When viewed in the computational basis, it appears that qubit A is affecting qubit B. Changing our viewpoint to the Hadamard basis demonstrates that, in a symmetrical way, qubit B is affecting qubit A.

The input state can alternately be viewed as

 $|+\rangle_A$ and $\frac{1}{\sqrt{2}}(|+\rangle + |-\rangle)_B$.

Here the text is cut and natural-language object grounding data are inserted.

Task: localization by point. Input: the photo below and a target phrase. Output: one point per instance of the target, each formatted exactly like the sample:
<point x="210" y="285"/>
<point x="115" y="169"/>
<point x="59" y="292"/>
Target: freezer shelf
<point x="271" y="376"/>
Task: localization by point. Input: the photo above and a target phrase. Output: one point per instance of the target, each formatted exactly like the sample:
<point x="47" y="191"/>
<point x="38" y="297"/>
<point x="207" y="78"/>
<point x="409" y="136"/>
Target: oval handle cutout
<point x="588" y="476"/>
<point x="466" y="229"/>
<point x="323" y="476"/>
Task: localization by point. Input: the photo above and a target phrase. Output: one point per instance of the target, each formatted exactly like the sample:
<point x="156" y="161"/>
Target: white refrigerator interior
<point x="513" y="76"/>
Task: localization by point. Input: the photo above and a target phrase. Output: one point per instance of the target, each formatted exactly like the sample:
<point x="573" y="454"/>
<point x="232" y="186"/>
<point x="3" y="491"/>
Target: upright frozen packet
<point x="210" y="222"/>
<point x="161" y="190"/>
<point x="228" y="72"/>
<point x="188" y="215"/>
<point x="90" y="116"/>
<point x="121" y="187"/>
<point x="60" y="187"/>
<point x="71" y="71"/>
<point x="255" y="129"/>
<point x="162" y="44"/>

In the Hadamard view, the control and target qubits have conceptually swapped and qubit A is inverted when qubit B is $|-\rangle_B$. The output state after applying the C_{NOT} gate is $\tfrac{1}{\sqrt{2}}(|++\rangle + |--\rangle),$ which can be shown as follows:
 $= \frac{1}{\sqrt{2}}(|+\rangle_A|+\rangle_B + |-\rangle_A|-\rangle_B)$
 $= \frac{1}{2\sqrt{2}}((|0\rangle_A + |1\rangle_A)(|0\rangle_B + |1\rangle_B) + (|0\rangle_A - |1\rangle_A)(|0\rangle_B - |1\rangle_B))$
 $= \frac{1}{2\sqrt{2}}((|00\rangle + |01\rangle + |10\rangle + |11\rangle) + (|00\rangle - |01\rangle - |10\rangle + |11\rangle))$
 $= \frac{1}{\sqrt{2}}(|00\rangle + |11\rangle).$

==C-ROT gate==
The C-ROT gate (controlled Rabi rotation) is equivalent to a C-NOT gate except for a $\pi /2$ rotation of the nuclear spin around the z axis.

== Implementations ==
Trapped ion quantum computers:

- Cirac–Zoller controlled-NOT gate
- Mølmer–Sørensen gate

== Regulation ==
In May, 2024, Canada implemented export restrictions on the sale of quantum computers containing more than 34 qubits and error rates below a certain CNOT error threshold, along with restrictions for quantum computers with more qubits and higher error rates. The same restrictions quickly popped up in the UK, France, Spain and the Netherlands. They offered few explanations for this action, but all of them are Wassenaar Arrangement states, and the restrictions seem related to national security concerns potentially including quantum cryptography or protection from competition.